Legazpi City — Christmas season is almost almost over. I arrived home on the 24th and the electricity had yet to return to most parts of the city. It is 30th, and still, a significant part of Legazpi is in darkness. Most of it is still in shambles.
My sister says to me that during the first few days after the storm, some residents actually welcomed the darkness of brownouts; that way they did not have to look at night at all the devastation, all the depressed faces walking the city like ghosts who did not know what had, and what will, become of them.
It has been almost a month since the Typhoon Reming ravaged the province of Albay, leaving more than a thousand dead, tens of thousands homeless, and hundreds of thousands families and individuals devastated. People are a bit edgy every time it rains here, and it often does.
A month ago, in the morning of November 30, Reming snuck into Albay unnoticed. It brought with it torrential rains and a powerful storm. Within a couple of hours, the city — which was situated below sea level to begin with — was deep in flood, from knee-deep in most areas to over head in some.
The winds was unlike anything Albayanos, who were used to such storms, had seen, instantly blowing away houses and roofs. The rains unleashed the gravel deposited by Mayon Volcano’s eruption months ago and, as predicted by Pag-asa, run roughshod over several barangays, chiefly Busay and Culliat in Daraga, and Padang and Rawis in Legazpi. Several hundreds, mostly entire families were buried in lahar. Aquinas University, where I studied high school, was not spared. Nor were the students who residing in nearby dormitories. Entire buildings collapsed, killing people in it.
I am overwhelmed by the stories I hear everyday here. Stories of death, but also of survival.
“I know of some students in a dormitory who were in the top floor of the dormitory building, waving for people for help as the flood became higher. Residents from nearby houses sought refuge in those buildings, thinking that those with higher floors provide better chance for them to survive. They did not expect the lahar. I saw them from my house. They were pleading for help as the lahar came, collapsing the building. I could not do anything…”
“A family with a three-storey house in Busay was trapped in the third-floor together with their neighbors. All thirteen of them were buried with the onrush of lahar…”
“I saw a father standing in the roof of his house, trying to bring his wife and daughter there. A sudden rush of water overwhelmed the wife and daughter trying to climb the roof. Overcome with grief, the father jumps into the water, joining his wife and daughter who were already drowned…”
And in the recovery missions:
“It was horrible. All those bodies displayed in Daraga Park, most unidentified. Its too much me. I cried to my sleep for weeks…”

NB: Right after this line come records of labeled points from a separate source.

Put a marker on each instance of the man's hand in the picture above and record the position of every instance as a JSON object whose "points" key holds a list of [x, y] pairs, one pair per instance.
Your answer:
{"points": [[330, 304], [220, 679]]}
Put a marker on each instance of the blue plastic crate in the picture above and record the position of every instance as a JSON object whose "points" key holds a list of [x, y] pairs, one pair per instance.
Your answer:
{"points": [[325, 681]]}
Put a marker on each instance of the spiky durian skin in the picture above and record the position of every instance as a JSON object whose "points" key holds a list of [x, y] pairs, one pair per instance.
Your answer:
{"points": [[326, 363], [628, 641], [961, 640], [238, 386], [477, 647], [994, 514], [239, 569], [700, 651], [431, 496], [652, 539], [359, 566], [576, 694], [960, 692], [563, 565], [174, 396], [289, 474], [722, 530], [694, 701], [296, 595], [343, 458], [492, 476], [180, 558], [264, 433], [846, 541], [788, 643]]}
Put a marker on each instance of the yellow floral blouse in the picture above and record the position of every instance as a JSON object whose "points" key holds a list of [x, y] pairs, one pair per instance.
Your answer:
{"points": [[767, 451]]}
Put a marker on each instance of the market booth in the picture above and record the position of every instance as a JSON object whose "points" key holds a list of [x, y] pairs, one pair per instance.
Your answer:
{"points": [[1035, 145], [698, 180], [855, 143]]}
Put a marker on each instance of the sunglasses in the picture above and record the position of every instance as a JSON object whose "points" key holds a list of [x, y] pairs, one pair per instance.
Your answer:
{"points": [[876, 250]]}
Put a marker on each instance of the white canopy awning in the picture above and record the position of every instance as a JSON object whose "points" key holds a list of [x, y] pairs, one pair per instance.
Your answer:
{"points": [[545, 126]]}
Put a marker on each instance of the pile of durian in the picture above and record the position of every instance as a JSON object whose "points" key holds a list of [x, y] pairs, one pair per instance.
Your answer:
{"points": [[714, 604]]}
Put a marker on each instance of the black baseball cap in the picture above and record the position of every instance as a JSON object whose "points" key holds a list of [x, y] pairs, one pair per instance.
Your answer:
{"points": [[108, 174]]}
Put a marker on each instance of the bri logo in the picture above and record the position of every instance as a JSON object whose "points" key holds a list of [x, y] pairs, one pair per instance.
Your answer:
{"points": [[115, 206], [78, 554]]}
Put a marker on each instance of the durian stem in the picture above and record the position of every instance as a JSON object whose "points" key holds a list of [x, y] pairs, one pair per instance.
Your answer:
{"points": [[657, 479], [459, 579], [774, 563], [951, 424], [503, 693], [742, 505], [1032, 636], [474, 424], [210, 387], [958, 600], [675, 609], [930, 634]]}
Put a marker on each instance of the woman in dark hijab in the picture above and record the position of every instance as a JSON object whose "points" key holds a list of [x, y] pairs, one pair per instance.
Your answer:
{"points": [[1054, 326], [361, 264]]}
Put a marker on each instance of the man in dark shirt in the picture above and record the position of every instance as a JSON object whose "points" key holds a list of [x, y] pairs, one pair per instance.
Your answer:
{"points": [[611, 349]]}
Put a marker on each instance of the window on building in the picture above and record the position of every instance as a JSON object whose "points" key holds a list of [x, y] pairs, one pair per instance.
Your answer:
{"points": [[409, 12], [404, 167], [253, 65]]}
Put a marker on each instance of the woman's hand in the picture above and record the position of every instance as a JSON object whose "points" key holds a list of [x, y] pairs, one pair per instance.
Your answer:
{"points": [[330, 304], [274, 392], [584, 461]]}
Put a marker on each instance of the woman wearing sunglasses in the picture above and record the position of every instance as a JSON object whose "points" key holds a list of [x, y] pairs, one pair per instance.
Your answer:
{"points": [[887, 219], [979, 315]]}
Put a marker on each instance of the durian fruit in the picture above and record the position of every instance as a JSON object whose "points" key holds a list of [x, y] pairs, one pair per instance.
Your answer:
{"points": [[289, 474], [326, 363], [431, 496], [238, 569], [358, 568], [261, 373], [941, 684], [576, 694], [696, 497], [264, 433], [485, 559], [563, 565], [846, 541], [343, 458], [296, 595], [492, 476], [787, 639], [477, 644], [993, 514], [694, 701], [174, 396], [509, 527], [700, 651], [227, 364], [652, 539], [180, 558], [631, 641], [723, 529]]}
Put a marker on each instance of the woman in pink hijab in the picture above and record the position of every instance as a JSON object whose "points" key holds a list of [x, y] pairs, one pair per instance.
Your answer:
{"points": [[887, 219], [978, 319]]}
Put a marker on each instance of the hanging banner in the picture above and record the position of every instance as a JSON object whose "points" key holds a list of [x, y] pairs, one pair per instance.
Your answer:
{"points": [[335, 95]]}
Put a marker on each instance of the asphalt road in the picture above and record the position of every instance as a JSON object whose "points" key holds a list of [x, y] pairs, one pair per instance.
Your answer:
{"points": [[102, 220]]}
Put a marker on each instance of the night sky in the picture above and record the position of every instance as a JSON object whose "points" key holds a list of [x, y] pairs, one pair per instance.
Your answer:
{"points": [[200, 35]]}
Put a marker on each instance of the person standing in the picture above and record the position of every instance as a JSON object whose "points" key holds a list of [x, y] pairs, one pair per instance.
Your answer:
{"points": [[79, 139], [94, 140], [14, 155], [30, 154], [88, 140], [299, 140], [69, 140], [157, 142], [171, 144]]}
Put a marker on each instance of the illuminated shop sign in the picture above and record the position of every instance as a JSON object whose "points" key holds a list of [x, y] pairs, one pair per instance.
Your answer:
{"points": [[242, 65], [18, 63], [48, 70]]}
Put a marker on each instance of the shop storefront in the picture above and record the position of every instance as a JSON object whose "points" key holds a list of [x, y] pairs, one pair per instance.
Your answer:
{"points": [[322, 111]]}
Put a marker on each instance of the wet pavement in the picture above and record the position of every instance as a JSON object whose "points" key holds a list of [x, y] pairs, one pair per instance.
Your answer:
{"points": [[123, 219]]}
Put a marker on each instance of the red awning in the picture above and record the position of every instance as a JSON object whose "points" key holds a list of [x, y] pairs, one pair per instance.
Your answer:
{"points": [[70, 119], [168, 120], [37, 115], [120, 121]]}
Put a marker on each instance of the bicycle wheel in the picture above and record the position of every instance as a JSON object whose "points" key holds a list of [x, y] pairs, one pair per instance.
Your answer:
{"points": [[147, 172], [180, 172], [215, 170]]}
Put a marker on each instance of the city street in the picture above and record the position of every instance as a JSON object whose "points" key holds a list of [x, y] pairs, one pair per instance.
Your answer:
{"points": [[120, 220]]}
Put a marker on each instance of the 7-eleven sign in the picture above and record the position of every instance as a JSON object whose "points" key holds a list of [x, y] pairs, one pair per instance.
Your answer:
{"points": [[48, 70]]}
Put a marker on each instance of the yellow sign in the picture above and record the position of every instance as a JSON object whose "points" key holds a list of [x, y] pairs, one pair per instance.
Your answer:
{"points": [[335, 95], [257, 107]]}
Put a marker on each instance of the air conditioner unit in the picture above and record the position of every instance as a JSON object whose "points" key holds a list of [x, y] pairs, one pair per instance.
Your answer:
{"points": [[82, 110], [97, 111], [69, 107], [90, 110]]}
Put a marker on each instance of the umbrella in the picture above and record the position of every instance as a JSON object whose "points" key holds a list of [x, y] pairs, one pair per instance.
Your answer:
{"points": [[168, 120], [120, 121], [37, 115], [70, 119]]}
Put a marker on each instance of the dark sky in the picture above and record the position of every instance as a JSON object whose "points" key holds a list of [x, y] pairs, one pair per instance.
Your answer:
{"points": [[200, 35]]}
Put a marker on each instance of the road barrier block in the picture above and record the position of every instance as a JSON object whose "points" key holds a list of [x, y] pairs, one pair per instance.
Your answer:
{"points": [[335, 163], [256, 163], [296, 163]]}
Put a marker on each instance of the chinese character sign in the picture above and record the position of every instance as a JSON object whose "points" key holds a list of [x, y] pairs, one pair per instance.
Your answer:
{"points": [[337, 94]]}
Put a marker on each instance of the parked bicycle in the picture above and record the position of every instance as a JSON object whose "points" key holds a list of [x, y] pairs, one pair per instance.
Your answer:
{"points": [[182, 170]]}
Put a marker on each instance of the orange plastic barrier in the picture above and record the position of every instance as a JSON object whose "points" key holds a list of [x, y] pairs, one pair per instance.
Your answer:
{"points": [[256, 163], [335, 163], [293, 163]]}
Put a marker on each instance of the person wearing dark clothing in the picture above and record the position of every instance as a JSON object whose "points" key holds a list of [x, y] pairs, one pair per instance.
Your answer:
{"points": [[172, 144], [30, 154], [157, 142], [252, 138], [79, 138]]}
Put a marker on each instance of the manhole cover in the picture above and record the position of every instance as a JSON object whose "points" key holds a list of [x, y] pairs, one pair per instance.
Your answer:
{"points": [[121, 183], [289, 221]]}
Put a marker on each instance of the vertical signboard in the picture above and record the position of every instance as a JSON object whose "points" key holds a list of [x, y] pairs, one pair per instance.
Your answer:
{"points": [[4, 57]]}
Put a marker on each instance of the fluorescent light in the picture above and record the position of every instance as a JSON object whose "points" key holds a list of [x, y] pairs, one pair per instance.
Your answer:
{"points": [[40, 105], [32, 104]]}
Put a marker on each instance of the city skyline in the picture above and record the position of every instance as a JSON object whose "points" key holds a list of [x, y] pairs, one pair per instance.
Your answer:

On Christmas day, I went to Barangay Culliat to interview residents, ask them how they spent their Christmas. There I met Aling Editha Demecillo, 56. It took them two weeks to get most of the mud out of the house, just in time for Christmas. Outside the house was a clutter of garbage and personnal effects, mountains of papers, a lifetimes worth of documents and old photographs. Aling Editha says they were quite happy this Christmas, for the family was spared from tragedy. During the storm, they had to climb to the kisame, all 13 of family members, to avoid being buried alive by the lahar. For six hours they stayed there, praying, not knowing they were to live or die.
The others were not so lucky. Or may be luck had nothing to do with it. A great majority who died were farmers, who lived and tended their farms located in these perilous areas. They had — have — nowhere else to go. I interviewed barangay officials, and they scratched their heads when asked if the government had already provided a permanent, liveable relocation site them.
I am overwhelmed by these stories.
There were queues everywhere: in drugstores, sari-sari stores, water refilling stations, gas stations. Two days after the storm in Legazpi, it is said, a man in a car was impatiently waiting in a long, long line in a gas station when he thought of a nasty but effective way of getting ahead in line. Without hesitation, he walked out of his car and told the people in line about a rumor that a tsunami is headed for Legazpi.
This was how, it is said among people in the place, the tsismis of tsunami began.
And the tsismis caught on. It was quickly passed on by people vulnerable, frightened and still in shock just two days after Reming destroyed their homes. Within hours people were hastily fleeing Legazpi, some bringing nothing but their clothes on. Some where even in tapis.
“It was unbelievably surreal,” my sister said. “It was like in the movies, like in that film Dante’s Peak. People panicked, and ran for their lives. They brought nothing else. We saw some people running bringing their grandmothers and grandfathers in their backs, running away from wherever it is they thought the tsunami will come. It was total chaos.”
Those who had cars wanted to drive to higher grounds, thus creating a heavy traffic in the streets.
The chaos lasted for hours, resulting in a few people being ran over by vehicles, including a kid who lost his mother while trying to flee Legazpi.
Of course, no tsunami came. The radio commentators tried to assure the public that no tsunami is coming. But after Reming, they no longer knew who to believe. No broadcaster, no scientist, no politician warned them of the storm. But it came, and it washed away and buried their loved ones. Frightened and angry, they no longer took chances.
It was a stupid, stupid, cruel rumor.